So out with the old and in with the new me. However, for some of us it's not so easy to give up.

As a journalist trained in the Rupert Murdoch school of Star Magazine and used to infiltrating motel rooms of movie stars (we are going back a bit in time to the days when the legendary Steve Dunleavy ruled the tabloid world), I've lived through some major highs in gossip history; for sheer deliciousness nothing beat Watergate and late night calls from Martha Mitchell or the day when Marla Maples confronted Ivana Trump on the ski slopes or even Jim McGreevey coming out. And let's not forget the time, flush with excitement, when I confided to my parents' mostly Republican friends that there was some "intimate" relationship between Richard Nixon and Bebe Rebozo. Accurate? Not accurate? Who knew and who cared.

So why was that okay and amusing? Because it wasn't about anyone I personally knew and it was gossip on an uber freedom of the press level or so I rationalize. Where it gets dicey is on a personal level and because my name will be passed along as the source. (Someone I know does a lot of this "so and so says" gossip to make sure she's not the source and therefore not responsible. Her friends refer to this as "the voices that tell her things.")

Another time I ran into an old friend who mentioned the "two worst gossips in New York" and they were two people I knew well. In fact, I've run into one of them walking down the street whispering behind her hand to a companion obviously confiding trade secrets.

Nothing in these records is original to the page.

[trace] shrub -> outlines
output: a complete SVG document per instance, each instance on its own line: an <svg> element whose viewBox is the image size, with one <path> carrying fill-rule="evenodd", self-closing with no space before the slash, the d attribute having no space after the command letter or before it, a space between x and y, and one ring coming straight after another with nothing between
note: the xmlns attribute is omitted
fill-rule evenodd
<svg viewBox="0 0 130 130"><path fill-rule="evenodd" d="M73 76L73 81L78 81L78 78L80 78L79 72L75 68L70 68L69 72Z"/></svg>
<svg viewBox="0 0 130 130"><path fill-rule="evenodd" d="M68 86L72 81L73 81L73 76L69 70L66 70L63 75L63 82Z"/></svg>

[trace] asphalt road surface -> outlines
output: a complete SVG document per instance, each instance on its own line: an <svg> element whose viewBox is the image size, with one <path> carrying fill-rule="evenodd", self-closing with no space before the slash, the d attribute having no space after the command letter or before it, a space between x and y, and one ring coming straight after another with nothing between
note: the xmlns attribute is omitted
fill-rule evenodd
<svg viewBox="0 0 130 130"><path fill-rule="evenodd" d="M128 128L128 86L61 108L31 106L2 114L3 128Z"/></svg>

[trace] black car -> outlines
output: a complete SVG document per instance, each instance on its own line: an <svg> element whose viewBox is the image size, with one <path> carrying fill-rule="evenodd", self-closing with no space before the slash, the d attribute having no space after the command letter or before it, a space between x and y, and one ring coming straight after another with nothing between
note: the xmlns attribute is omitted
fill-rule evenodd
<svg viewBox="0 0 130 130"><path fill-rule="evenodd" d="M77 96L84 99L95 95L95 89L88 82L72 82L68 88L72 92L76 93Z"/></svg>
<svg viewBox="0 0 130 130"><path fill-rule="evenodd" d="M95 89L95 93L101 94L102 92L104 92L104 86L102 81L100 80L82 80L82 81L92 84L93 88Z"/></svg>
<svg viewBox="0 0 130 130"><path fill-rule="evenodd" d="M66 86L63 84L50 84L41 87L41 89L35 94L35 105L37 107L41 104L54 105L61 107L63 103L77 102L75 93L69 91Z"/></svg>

My brother is a highly respected lawyer in New York and what people value so much is his ability to keep his mouth shut. My dad used to say "loose lips sink ships" but they also sink people's lives. Our family knows that if you absolutely must share a secret, you go to my brother because he's the Fort Knox of secrets.

And that's the reputation to have going forward. It does absolutely no good to be either the source of gossip or to pass it along. Whatever muscle in our brain gets us to stop talking about others, let's learn to exercise it along with our triceps.

While these may be nothing but amuse-bouche remarks told at holiday parties or confided in a dinner partner, remember the victims, the damage and the source!! And of course, remember what usually happens to the messenger.